La littérature américaine a dû commencer par le journalisme. Chaque maison de poste était le bureau de rédaction d’un journal, imprimé sur papier gris ou jaune, tantôt in-octavo, tantôt in-douze. On y donnait toutes les nouvelles intéressantes : ventes de maisons, arrivée de vaisseaux, formalités judiciaires, achat d’esclaves ; enfin c’étaient des petites affiches. Le journal des États-Unis a toujours marché dans cette voie ; il s’est fait organe des partis, aussitôt que les partis sont nés, mais sans jamais prétendre à aucune force intrinsèque, à aucune valeur littéraire. À l’époque où nous écrivons, les journaux pullulent dans ce pays ; leur nombre menace d’augmenter encore, et les citoyens mêmes de l’Union avouent leur complète nullité[1].

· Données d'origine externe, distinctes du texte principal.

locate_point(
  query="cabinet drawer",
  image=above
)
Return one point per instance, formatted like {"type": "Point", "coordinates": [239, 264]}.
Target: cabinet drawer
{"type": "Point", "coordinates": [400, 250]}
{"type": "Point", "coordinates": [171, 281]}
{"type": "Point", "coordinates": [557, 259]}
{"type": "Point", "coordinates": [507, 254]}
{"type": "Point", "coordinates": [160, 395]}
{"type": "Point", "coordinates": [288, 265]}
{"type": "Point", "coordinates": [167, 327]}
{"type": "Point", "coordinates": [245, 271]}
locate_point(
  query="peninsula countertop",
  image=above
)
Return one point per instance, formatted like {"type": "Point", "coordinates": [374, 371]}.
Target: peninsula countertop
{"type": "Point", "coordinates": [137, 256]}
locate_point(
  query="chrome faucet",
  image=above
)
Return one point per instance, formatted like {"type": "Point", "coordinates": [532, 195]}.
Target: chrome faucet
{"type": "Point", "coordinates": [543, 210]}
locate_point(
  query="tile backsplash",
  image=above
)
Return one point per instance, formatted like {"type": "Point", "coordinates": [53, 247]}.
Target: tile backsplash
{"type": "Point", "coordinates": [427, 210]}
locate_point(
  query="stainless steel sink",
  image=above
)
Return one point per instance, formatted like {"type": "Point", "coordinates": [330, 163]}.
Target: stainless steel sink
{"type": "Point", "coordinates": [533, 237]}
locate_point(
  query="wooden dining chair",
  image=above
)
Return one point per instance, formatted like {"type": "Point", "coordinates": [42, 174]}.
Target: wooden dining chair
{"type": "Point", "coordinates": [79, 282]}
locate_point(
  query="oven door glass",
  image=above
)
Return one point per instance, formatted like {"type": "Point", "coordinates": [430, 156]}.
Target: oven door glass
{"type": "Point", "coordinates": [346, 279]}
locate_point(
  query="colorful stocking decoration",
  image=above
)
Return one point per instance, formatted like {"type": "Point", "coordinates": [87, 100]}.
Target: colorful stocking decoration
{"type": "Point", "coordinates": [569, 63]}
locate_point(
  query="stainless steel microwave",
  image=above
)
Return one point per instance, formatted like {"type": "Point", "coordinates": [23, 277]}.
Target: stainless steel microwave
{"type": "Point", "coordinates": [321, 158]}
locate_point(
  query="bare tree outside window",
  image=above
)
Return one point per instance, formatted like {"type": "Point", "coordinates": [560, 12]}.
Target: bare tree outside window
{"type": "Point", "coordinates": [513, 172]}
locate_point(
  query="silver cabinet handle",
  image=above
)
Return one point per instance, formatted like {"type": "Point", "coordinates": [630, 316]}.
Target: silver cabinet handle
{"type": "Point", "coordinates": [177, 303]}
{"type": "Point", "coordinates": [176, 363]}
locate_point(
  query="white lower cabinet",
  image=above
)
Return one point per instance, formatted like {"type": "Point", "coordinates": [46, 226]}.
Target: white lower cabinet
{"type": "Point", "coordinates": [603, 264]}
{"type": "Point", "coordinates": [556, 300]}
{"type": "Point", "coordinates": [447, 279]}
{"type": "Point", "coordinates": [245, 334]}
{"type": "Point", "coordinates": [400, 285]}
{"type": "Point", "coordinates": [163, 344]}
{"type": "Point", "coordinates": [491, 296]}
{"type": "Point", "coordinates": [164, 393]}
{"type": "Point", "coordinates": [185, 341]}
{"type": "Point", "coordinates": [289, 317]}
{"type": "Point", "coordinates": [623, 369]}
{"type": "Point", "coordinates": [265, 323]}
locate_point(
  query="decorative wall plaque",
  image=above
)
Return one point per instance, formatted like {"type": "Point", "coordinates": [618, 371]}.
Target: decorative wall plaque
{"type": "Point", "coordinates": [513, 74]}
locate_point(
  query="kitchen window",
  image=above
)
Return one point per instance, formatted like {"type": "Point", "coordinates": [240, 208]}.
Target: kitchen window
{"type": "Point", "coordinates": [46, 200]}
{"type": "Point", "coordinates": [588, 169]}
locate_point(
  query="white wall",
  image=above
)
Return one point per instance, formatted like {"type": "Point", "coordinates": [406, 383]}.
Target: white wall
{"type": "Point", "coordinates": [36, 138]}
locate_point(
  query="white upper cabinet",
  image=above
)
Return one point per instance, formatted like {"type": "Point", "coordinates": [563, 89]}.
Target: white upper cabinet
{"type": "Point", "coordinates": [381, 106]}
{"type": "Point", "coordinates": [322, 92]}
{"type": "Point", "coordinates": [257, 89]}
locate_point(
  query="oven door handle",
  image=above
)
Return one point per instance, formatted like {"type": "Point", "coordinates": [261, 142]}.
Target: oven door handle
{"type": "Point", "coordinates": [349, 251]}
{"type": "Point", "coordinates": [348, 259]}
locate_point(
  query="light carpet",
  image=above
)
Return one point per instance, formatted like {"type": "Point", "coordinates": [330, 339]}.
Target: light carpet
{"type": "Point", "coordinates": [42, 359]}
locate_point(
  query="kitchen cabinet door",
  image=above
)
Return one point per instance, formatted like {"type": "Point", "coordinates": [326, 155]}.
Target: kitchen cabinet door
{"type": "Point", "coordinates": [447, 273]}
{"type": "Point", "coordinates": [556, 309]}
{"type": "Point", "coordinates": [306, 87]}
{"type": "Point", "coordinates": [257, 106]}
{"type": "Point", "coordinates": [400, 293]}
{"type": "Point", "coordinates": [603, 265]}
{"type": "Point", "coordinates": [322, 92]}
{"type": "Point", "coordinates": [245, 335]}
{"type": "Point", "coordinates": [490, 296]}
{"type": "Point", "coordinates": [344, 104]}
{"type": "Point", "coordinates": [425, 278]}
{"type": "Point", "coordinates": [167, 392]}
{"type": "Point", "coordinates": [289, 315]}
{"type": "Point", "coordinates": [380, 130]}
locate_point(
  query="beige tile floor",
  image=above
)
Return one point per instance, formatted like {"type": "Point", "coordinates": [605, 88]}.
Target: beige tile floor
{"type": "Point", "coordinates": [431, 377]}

Franklin, dont le nom n’est pas même cité par les auteurs modernes qui se sont occupés de ce qu’ils appellent la littérature des États-Unis[2], est le premier qui, parmi les colons, ait montré quelques-unes des qualités de l’écrivain. Ses Essais, imprimés dans le journal de son frère, se rapprochaient à la fin du style d’Ardisson et de celui de Goldsmith. On y cherchait en vain la naïveté piquante de ce dernier, le Lafontaine irlandais, et le bon ton semi-puritain du Spectateur. L’humour de Franklin était plus humble, plus rustique, plus économique ; elle sentait le marchand et l’artisan ; elle était fort peu littéraire, mais elle offrait le cadre presque complet d’une vie honnête et industrielle ; le Bonhomme Richard a fait le tour du monde.

  1. V. North-American Review, No 60. — Athenœum, Letters on America, etc. — Fenimore Cooper’s Address to his fellow-citizens, etc.
  2. Hamilton, Men and Manners in America, Blackwood’s Mag., february, 1825, etc.